とにかく俺からの言葉は監督の期待していたタイミングでの突っ込みだったのだろう、厳つい顔を綻ばせてミーティングを続ける。
「うむ、アメリカはスポーツ大国だが例外的にサッカーだけは世界の流行から外れていると思われていた。だが近年サッカーが盛んな国からの移民や、若年層でのプレイヤーの増加さらにはプロリーグの復活などによって侮れないレベルにまで急浮上している。元々科学的トレーニングに関するアプローチなんかではあの国は最先端だしな……いやでもさすがに今大会でイングランド代表に勝つまで急成長するとは思わなかったが」
「ええ、そうっすね。僕の予想でもイングランド有利は動かなかったんすけど、ホームで戦ってるイングランドでさえあのFWにほんの一瞬の隙を突かれてカウンターで失点してたっすね」
明智が補足しては鏡に映したようにそっくりな体勢で腕を組み、同時に首を傾げる二人。だが、俺からしたらそんなに悩む問題ではない。
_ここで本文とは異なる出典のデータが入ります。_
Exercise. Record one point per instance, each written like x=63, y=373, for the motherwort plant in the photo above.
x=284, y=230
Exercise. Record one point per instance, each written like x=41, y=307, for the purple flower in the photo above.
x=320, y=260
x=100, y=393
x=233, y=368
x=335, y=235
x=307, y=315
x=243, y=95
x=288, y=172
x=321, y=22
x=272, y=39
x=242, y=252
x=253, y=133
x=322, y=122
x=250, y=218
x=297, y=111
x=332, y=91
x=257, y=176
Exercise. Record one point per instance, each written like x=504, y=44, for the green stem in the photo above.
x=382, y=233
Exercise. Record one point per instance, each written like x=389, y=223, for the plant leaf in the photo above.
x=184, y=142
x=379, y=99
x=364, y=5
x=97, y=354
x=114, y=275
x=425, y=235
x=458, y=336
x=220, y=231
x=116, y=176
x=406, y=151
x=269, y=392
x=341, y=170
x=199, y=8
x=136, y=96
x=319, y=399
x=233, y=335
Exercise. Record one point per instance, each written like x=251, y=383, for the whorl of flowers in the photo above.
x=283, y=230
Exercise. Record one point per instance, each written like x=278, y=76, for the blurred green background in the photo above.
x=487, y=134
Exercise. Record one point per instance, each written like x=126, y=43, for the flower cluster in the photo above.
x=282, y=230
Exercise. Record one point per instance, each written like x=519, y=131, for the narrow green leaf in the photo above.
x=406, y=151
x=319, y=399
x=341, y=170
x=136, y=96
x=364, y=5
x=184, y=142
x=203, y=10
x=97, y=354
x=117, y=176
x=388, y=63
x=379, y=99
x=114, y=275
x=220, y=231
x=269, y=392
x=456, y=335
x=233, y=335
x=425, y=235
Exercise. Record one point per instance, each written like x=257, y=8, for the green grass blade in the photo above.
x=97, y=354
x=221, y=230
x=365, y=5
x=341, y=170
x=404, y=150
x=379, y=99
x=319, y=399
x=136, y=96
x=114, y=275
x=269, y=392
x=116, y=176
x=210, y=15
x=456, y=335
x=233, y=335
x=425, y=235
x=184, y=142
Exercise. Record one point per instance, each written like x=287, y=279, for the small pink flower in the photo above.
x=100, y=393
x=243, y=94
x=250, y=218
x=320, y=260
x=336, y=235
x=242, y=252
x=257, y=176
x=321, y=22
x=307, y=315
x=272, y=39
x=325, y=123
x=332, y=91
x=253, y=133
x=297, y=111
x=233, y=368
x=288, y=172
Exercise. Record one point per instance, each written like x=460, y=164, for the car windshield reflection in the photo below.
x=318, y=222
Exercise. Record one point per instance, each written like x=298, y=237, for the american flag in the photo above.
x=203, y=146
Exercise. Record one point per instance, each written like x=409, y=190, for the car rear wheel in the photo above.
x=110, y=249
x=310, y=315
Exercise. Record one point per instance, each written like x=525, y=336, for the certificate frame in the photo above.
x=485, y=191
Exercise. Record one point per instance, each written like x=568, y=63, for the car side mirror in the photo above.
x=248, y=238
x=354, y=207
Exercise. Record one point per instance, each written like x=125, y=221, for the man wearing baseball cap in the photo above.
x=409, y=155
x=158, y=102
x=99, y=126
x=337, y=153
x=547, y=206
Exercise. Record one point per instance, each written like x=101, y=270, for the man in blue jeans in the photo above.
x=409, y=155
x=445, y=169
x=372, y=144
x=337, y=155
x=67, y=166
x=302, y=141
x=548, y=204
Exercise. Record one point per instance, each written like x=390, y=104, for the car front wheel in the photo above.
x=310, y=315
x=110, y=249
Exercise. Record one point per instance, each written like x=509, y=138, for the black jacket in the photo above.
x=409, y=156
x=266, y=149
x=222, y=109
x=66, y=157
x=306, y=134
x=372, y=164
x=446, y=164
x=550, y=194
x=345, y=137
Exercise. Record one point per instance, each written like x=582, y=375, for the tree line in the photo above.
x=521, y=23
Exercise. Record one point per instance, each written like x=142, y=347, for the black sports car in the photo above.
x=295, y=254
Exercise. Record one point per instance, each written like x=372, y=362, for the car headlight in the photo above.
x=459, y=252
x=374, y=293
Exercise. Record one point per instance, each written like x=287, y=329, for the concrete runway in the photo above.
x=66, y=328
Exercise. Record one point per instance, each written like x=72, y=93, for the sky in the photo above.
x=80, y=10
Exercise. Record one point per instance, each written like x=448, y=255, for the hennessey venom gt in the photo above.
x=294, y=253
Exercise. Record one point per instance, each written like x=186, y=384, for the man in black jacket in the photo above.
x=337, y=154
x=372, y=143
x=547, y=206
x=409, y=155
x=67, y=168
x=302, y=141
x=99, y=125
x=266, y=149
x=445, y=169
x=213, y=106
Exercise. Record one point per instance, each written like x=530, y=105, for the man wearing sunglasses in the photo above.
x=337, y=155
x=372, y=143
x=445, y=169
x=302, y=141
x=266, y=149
敵としてみれば各ポジションに名のある選手を揃えていたイングランドより、まだ番狂わせで勝ち上がったアメリカの方が戦いやすい相手のはずだ。
ただ今の二人の会話で気になる点があった。
「あのFWって誰なんです? アメリカに有名なFWっていましたっけ?」
前の人生の分を合わせても俺の記憶には同年代に有名なFWはいないのだが。
またも監督と明智が顔を見合わせたが、どちらかというと説明好きな明智の方が買って出たようだ。
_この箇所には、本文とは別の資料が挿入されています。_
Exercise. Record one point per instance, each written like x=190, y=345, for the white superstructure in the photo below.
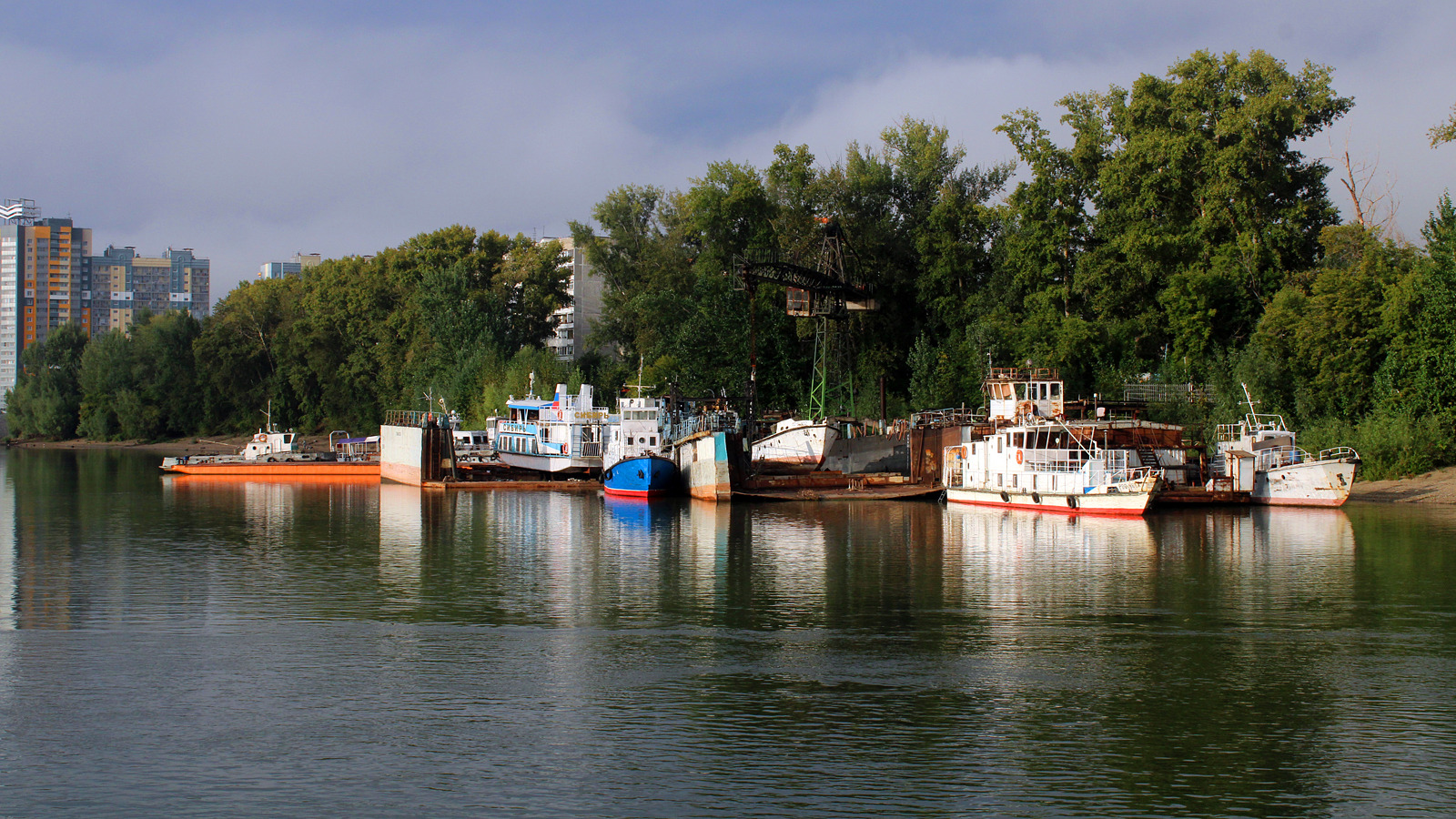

「今話に出たジェームスって選手はアメリカでは有名なんすけど、それって他のスポーツで有名なんすよ。アメリカは素質のある子供は一人で何種目もスポーツを掛け持ちするのは多いっすけど、このジェームスって奴はバスケットでかなり鳴らした奴っすね。年齢別とはいえそっちの方でもオールアメリカンチームの一員だったそうっす。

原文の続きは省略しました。